25 Analysis Traditionally Whit Saturday was regarded as an auspicious day for a wedding and it was a popular choice among the British working classes. Moreover, a wedding is an expression of a loving commitment, bringing with it the prospect of future happiness and the expectation of new life. Larkin appeals to the reader's sense of touch ('cushions hot'), smell ('the fish-dock'), and sight ('blinding windscreens').

26 Analysis There is a real paradox between the reality presented by the landscape and the ideals represented by the couples and the final image. Larkin longs for the abstracts of romance and perfect love, but he sees around him the oncoming city… The climax at the end seems to work against the surface cynicism of Larkin's tone as he experiences a tug for something more due to the mesmerizing occasion he witnesses.

27 Form of the poem That Whitsun, I was late getting away: Not till about One-twenty on the sunlit Saturday Did my three-quarters-empty train pull out, All windows down, all cushions hot, all sense Of being in a hurry gone.
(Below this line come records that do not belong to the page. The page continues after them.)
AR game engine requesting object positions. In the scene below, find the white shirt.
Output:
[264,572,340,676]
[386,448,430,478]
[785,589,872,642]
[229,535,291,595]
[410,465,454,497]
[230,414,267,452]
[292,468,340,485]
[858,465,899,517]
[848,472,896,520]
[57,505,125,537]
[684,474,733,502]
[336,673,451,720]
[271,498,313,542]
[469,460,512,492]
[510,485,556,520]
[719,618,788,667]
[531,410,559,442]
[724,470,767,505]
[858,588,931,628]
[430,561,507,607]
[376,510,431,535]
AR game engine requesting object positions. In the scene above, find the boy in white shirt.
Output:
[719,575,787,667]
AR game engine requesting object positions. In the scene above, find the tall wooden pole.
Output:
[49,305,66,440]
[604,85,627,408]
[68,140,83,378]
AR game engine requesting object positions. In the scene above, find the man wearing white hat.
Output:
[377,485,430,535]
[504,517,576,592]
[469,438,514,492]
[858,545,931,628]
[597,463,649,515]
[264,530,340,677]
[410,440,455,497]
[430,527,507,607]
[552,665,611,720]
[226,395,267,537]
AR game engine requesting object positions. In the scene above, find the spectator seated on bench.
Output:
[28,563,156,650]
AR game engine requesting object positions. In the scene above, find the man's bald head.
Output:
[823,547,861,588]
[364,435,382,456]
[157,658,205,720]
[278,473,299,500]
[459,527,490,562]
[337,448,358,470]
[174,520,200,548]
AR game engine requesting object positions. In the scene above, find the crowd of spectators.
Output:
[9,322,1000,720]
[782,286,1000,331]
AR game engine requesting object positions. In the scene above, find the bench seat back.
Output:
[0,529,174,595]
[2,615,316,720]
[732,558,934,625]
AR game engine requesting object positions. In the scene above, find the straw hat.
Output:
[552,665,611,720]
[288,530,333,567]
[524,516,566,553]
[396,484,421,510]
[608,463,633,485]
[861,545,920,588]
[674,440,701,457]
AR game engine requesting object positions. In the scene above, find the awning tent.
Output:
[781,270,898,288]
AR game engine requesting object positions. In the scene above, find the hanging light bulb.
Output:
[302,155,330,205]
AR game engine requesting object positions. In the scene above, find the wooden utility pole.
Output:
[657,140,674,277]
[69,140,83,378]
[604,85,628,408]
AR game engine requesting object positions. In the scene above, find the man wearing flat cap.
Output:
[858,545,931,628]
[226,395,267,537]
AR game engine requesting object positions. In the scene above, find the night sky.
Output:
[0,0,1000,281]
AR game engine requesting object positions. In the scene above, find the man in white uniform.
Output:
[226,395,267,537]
We ran Behind the backs of houses, crossed a street Of blinding windscreens, smelt the fish-dock; thence The river's level drifting breadth began, Where sky and Lincolnshire and water meet. rhyme-scheme : abab cde cde

28 the poem’s rhyming structure is a sort of shortened sonnet ( the quatrain is Shakespearean, the sestet is Petrarchan). Larkin employs technique used by Keats in his odes; there is same kind of imagery of abundance yet a sense of bitter reality. The sensual imagery and the musical phrasing create at the same time a real and surreal impression.